The Gunnar Lund that leaves a job in a Wisconsin plastic factory also leaves behind a girlfriend. In Columbus, he moves in with new girlfriend Margaret and her 10-year-old son Fred, having traded his factory job for an equally miserable position at Crown Rental. His training as a repo man nets him $265 a week and the opportunity to learn the hundreds of Crown Rental rules and slogans, as voiced by Winky, the mascot that is part of the Crown Rental logo. Like a demonic Dr. T. J. Eckleberg, Winky sees everything that happens in the neighborhoods that are Crown Rentals' domain; his sloganeering—one sentence koans on the nature of every aspect of the rental transaction—looms throughout the novel as a kind of newspeak for bad neighborhoods.

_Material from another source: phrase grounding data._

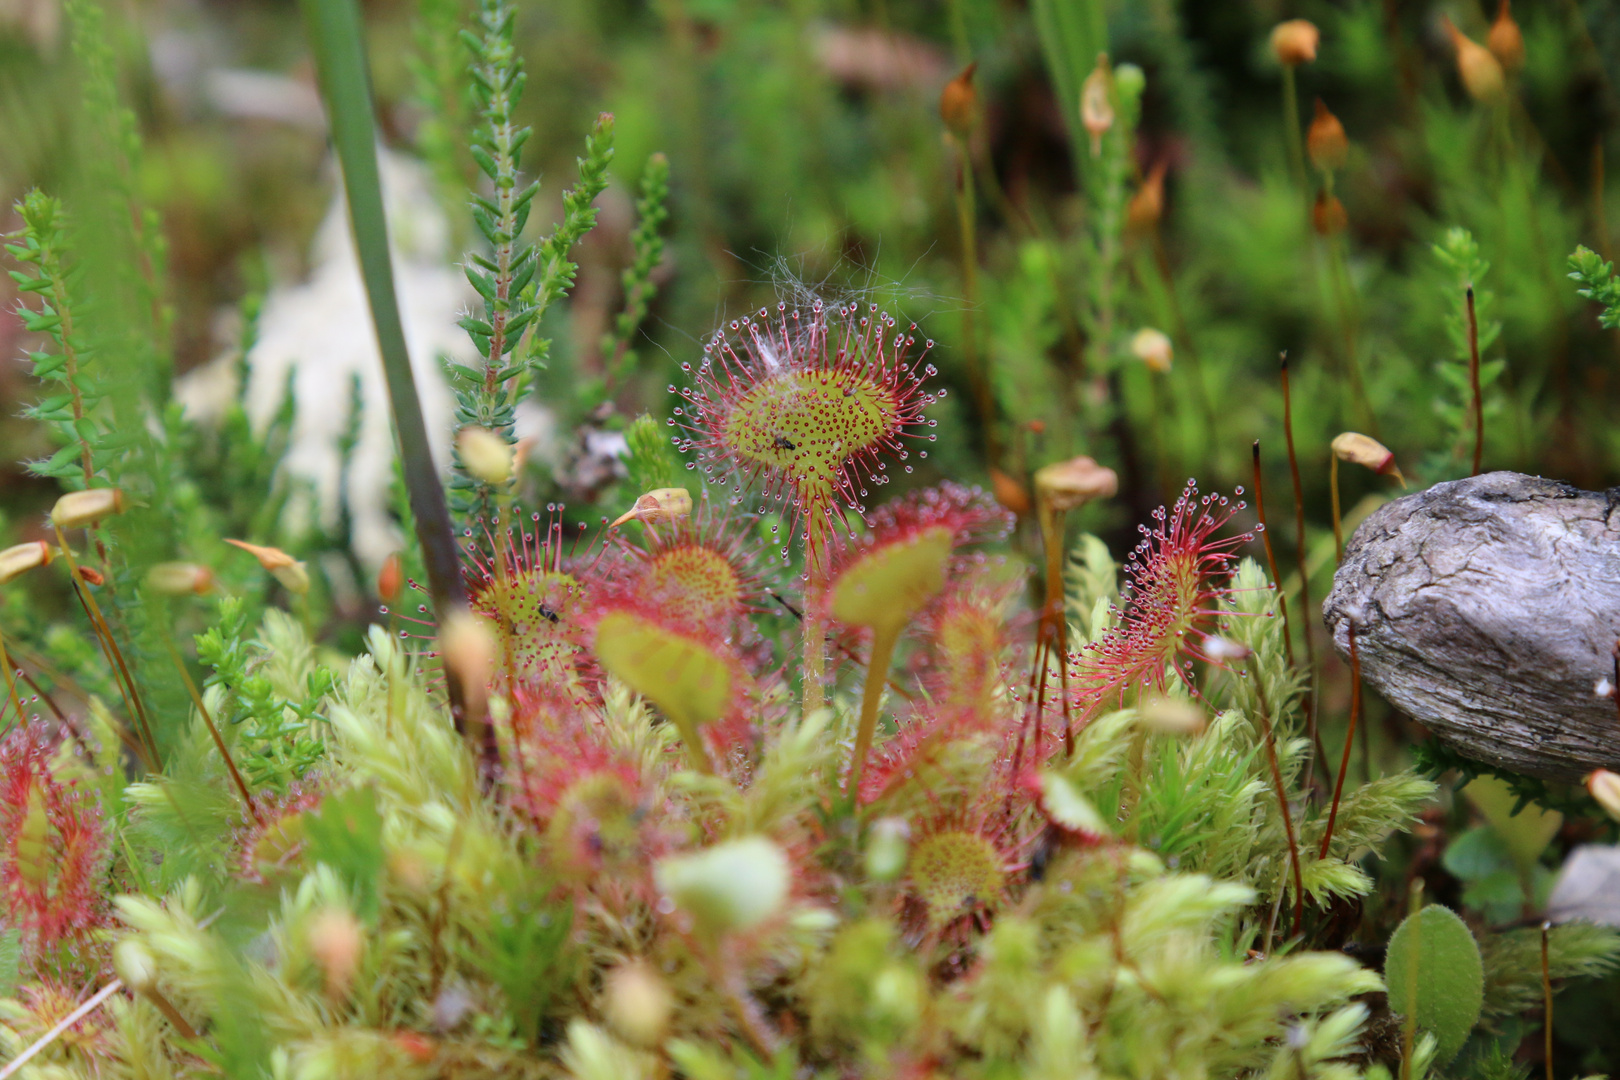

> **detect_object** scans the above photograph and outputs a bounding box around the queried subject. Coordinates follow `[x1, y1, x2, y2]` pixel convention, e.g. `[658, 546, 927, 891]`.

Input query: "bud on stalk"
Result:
[0, 542, 52, 584]
[50, 488, 125, 529]
[1270, 19, 1319, 67]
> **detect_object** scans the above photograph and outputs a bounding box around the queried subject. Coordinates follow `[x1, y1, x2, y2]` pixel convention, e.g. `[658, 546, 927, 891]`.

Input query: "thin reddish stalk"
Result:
[51, 524, 158, 771]
[1467, 286, 1484, 476]
[1542, 920, 1554, 1080]
[166, 638, 262, 826]
[1320, 620, 1362, 860]
[1249, 661, 1304, 938]
[1255, 441, 1330, 788]
[10, 644, 140, 761]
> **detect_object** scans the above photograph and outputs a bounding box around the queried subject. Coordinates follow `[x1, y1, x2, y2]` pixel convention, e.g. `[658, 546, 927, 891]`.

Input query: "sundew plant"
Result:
[4, 1, 1620, 1079]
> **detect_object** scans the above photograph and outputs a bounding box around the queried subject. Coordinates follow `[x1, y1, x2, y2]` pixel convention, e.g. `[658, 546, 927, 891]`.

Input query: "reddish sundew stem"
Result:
[1320, 620, 1361, 860]
[847, 623, 900, 798]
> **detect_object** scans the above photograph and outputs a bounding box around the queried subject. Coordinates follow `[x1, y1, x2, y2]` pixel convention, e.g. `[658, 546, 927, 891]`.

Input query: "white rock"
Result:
[178, 150, 555, 570]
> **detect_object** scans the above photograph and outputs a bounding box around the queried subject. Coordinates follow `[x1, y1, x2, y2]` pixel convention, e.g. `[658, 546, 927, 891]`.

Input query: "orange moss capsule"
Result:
[1126, 161, 1167, 231]
[1307, 99, 1348, 172]
[145, 562, 214, 596]
[1034, 455, 1118, 513]
[1488, 0, 1524, 74]
[377, 551, 403, 604]
[939, 62, 977, 136]
[1443, 17, 1506, 103]
[988, 467, 1032, 517]
[1331, 431, 1404, 485]
[1270, 20, 1319, 66]
[225, 538, 310, 595]
[1313, 190, 1348, 236]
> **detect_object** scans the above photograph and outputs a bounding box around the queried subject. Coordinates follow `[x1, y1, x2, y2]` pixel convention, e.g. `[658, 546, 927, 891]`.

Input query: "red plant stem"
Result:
[1255, 441, 1330, 789]
[1249, 661, 1305, 938]
[165, 638, 262, 827]
[51, 524, 158, 771]
[1467, 286, 1484, 476]
[1320, 620, 1361, 860]
[1542, 920, 1554, 1080]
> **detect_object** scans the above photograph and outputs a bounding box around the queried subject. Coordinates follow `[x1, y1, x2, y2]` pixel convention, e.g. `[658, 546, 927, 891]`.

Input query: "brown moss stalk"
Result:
[1542, 920, 1554, 1080]
[1249, 660, 1304, 938]
[51, 524, 158, 770]
[165, 637, 261, 827]
[1319, 620, 1362, 860]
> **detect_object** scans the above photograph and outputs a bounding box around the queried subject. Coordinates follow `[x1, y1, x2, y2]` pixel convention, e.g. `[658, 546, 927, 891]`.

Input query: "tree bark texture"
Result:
[1322, 471, 1620, 781]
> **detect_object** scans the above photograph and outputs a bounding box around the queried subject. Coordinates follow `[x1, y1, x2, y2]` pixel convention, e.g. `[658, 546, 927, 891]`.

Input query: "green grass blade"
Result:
[296, 0, 472, 723]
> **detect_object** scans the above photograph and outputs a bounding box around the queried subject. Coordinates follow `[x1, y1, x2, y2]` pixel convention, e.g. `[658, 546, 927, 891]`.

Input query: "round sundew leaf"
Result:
[593, 611, 735, 733]
[548, 772, 643, 877]
[909, 830, 1005, 929]
[722, 367, 906, 480]
[830, 526, 953, 630]
[1384, 904, 1484, 1063]
[471, 569, 585, 687]
[644, 544, 744, 623]
[654, 836, 790, 934]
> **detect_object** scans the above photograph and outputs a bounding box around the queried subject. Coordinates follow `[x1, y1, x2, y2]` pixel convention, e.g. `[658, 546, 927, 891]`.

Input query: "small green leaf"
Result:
[1386, 904, 1484, 1063]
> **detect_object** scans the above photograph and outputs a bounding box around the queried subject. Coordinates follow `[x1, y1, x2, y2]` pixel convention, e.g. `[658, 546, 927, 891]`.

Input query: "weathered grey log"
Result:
[1323, 471, 1620, 781]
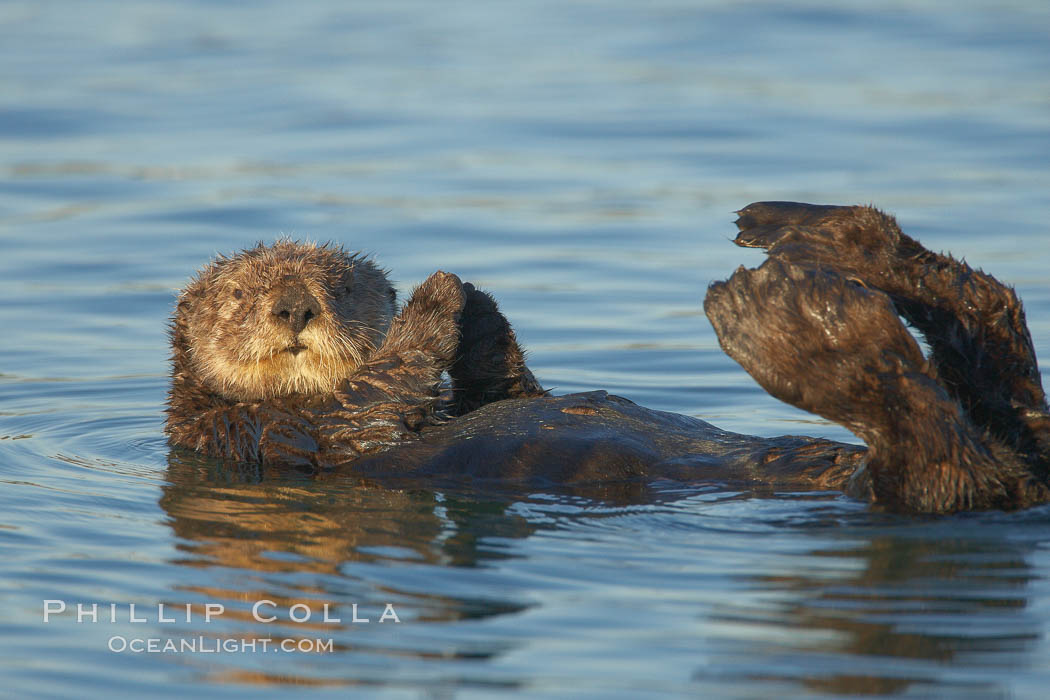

Magnuson writes Gunnar's story with an acumen that suggests a more veteran writer. Lund becomes engaging precisely because we know most everything human about him, shown to us in subtly revealing language as we move between Margaret's stifling apartment and Dewy's domain of Columbus' black neighborhoods. Margaret dishes idle threats on the telephone ("The world would be better off if we took all the men and set them afire") and Dewy leads Gunnar into houses where he is spit on, cursed, and shot at. Gunnar's story is the authentic voice of misery.

Like the New York-London biaxis of the earliest novels of Madison Smartt Bell, Margnuson's work here is divided in its heart, between the miseries of Columbus and the somewhat idealized bars and factories of Wisconsin. Magnuson seems to owe a lot to Bell. Like Macrae in Bell's Save Me, Joe Louis, each of Gunnar Lund's minor decisions have a stunning moral consequence. Gunnar flees Margaret's apartment with only a few pair of underwear stuffed into a duffle bag, and later thinks little of repossessing a couch that is the only piece of furniture in an apartment where a woman has just given birth to triplets.

The Right Man for the Job is ultimately a success, and should be accorded the usual superlatives one might throw at an accomplished debut. What makes it worthy of greater consideration, though, is Magnuson's deft touch as a moralist. Magnuson's Columbus, and the ghetto lorded over by Winky, the Crown Rental mascot, have no moral center. Instead, the novelist takes us on a grand tour of the various feckless behaviors men must engage in during the course of keeping a woman or a job, and Magnuson shows us with great skill just how much potential for combustion there actually is in a life that is lived on the margins.